FTR, Citizens Bank et ACT Research s’attendent tous à ce que le marché des camions de classe 8 revienne à environ 300 000 unités à mesure que le cycle progressera, bien que leurs prévisions divergent quant à l’ampleur et au moment du sommet.
Citizens Bank prévoit environ 275 000 ventes cette année, un volume qui devrait dépasser 300 000 unités en 2027 et se maintenir autour de ce niveau en 2028.
M. Kauffman se montre toutefois moins optimiste que certains prévisionnistes pour 2028. Il s’attend à ce qu’une partie des dépenses en matériel roulant des flottes commence à se déplacer vers les remorques et les camions de poids moyen.
La valeur des camions d’occasion constitue un autre obstacle. Les prix des tracteurs d’occasion ont commencé à se redresser et ont augmenté d’environ 13%, mais demeurent suffisamment bas pour que les flottes qui échangent leurs véhicules doivent investir une part importante de leurs propres capitaux dans l’achat de nouveaux camions.

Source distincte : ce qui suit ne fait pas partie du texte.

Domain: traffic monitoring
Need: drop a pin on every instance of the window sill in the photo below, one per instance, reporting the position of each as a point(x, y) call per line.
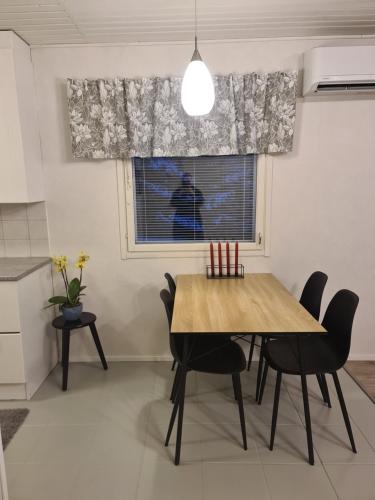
point(183, 254)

Cette situation pourrait particulièrement limiter la capacité d’achat des petites flottes.
Il subsiste également de l’incertitude concernant la fiabilité, le temps de disponibilité et les besoins d’entretien des technologies conformes aux normes EPA27.
«De nombreuses flottes n’ont pas encore suffisamment testé ces technologies de 2027 pour connaître leur fiabilité, leur temps de disponibilité et leur incidence sur l’entretien, autant d’éléments importants auxquels les gestionnaires de flotte porteront une attention particulière», a indiqué M. Kauffman.
Dans l’ensemble, le marché des camions de classe 8 est en meilleure santé qu’il y a un an. La demande de remplacement se renforce, les tarifs de transport s’améliorent et l’incertitude réglementaire s’est atténuée.
La question n’est donc plus tant de savoir si la demande se redressera, mais plutôt à quelle vitesse les flottes auront les moyens d’acheter de nouveaux véhicules et si les fabricants de camions et leurs fournisseurs disposeront d’une capacité de production suffisante pour y répondre.
M. Kauffman estime que ces facteurs pourraient prolonger le cycle d’achat de véhicules au-delà de ce que certains prévoient.
«Nous continuons de nous diriger vers ce qui, selon moi, sera un sommet pour l’industrie en 2029 ou 2030», a-t-il déclaré.